陳應搖了搖頭道:“會不會用我,還不知道,但是你不表現出來你的才干與過人之處,陛下就算想要用你,也無法堵住眾人悠悠之口。
房玄齡淡淡搖了搖頭道:“秦王一世雄主,可惜運道乖張,用人有失;陛下虎視天下,倒是心存仁念,襟懷坦蕩,只是不知,到底是裝出來的還是真的!”
“君上心存仁念已經天下之福!”陳應淡淡的笑道:“肉食者,又有幾個是良善之輩,坐擁天下,就算裝,那也是社稷之福。你還能祈求太多!”
房玄齡自嘲的笑道:“某先追隨秦王,如今秦王生死未卜,再降陛下的話,定會落下不忠不義的罵名。”
陳應冷笑了一聲道:“做個忠臣有什么好?”
房玄齡望著陳應。
陳應悠然笑道:“古時候的逢龍、比干,倒是做了忠臣了,搭上了自己的性命,對天下人,對天下事,可有增益?”
房玄齡下意識的搖了搖頭。
陳應笑道:“對人對己都沒有好處的事情,為何一定要去做?就為了一個忠義的好名聲?”
他嗤笑道:“那玩意,一錢不值!”
不知不覺中,朝中的爭議居然扯到了楊廣身上,王珪怒發沖冠,咆哮如雷:“隋煬帝好大喜功,修建東都,建造運河,三征高麗,濫用民力,這才有群雄紛起的亂局…”

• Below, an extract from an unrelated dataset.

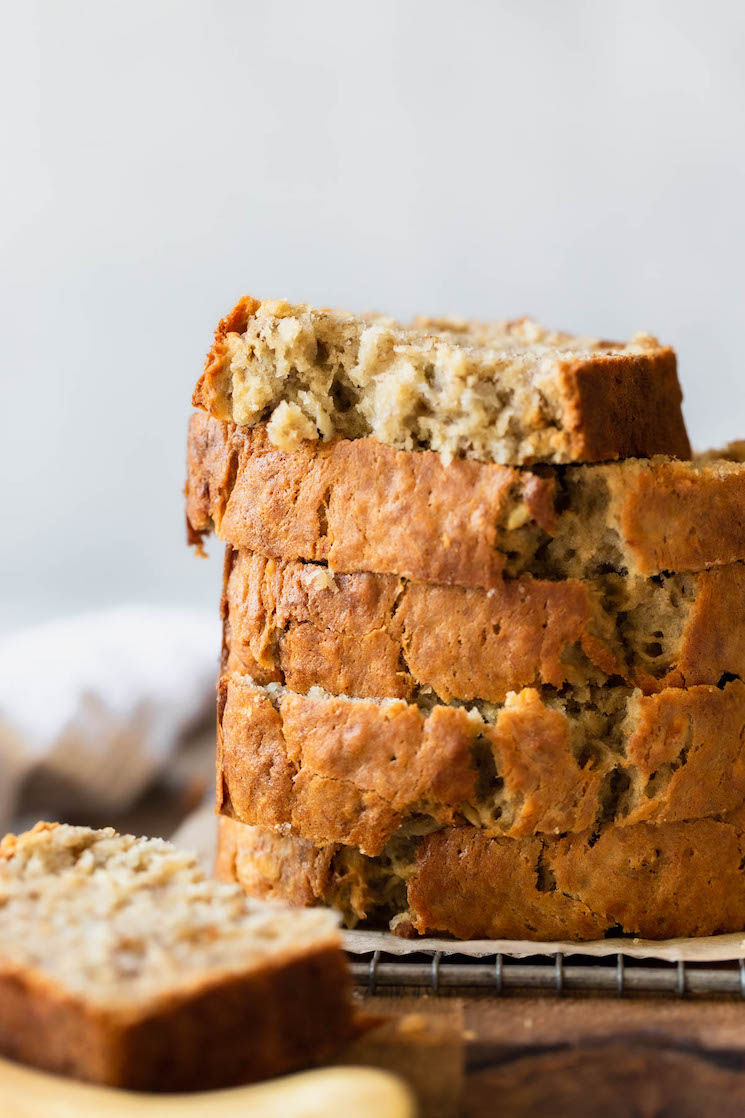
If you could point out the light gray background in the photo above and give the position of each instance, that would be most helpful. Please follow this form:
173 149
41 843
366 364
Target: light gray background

魏征嘆息了一聲道:“營建東都,是為了經略關東;疏浚運河,是為了溝通南北;三征高麗,是為了開疆拓土,這三件事,難道不是正事嗎?”
李建成愣住了。
魏征接著道:“隋煬帝雖然昏聵,但做的事情,分明是功在當代,利在千秋的事情,只不過沒有做好而已,我們呢?”
李建成一時疑惑,沒有回應。
魏征接著嘆息道:“太原起兵,殺掉了王威和高君雅;霍邑之戰,殺掉了宋老生;長安之戰,殺掉了陰世師;隴右之戰,殺掉了薛仁果;后來又殺了李密…洛陽之戰,王世充、河北之戰殺了竇建德,殺來殺去,殺的都是漢家兒郎…
魏征望著李建成道:“陛下,這能算正事嗎?”
李建成沉吟道:“玄成…你這些想法…卻是從何說起?”
魏征搖了搖頭道:“太上皇起兵的檄文上寫的,吊民伐罪,撫慰黎庶,治化蒼生…如今關中大旱,突厥異動,爾等居然想著議和,凡此種種,不該是一句空話…”

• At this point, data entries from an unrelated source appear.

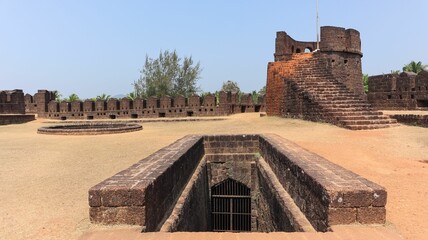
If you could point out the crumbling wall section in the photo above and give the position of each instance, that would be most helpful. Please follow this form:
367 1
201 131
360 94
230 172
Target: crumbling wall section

魏征這話說得有點重了,如今李建成是大唐的第二任皇帝,否認李淵就是否認李建成的帝位的合法性。
李建成朗聲道:“自然不是空話…”
魏征道:“不是空話嗎?戰亂頻仍,十室九空,百姓流離失所,這幾年來,關中百姓連隔夜余糧都已經獻了出來,為的不過是有個安生日子過,可是就是這樣的日子,大唐給他們了嗎?”
李建成驚訝地望著魏征。
陳應感嘆,魏征還是歷史上的那個魏征,他不僅敢噴李世民,李建成同樣也不給面子。
李建成的涵養比李世民自然要好些,李建成躬身朝著魏征深深一輯,然后誠懇的道:“還請玄成教朕如何做!”

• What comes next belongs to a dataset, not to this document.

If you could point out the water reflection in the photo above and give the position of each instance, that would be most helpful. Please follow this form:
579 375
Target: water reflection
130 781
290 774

魏征道:“眼下的問題,其實就說穿了就是糧食問題,官倉軍倉雖皆告罄,但民間其實尚有不少存糧。然而庶民目光狹隘…”
其實有一些問題,魏征也有些疑惑。
雖然近來天氣反常,連續兩個多月滴雨未下,延誤了春耕,可是關中三四年內無戰事,相比以往的統治者,大唐政權其實是很寬容的,百姓在連續幾年的穩定中很容易能省下口糧盈余來,以當前大唐的生產力而言,農民們有兩到三個平年,就能在上交糧稅之余節省下一年的口糧。若是豐收,則一年之余糧幾乎可備一年之荒。有了盈余,除了自家備荒之外就可能賣給糧商取利。
年后剛剛開始,一場雪未下。按道理,過年以后從三月到五月,這屬于青黃不接的時間,糧食必然上漲。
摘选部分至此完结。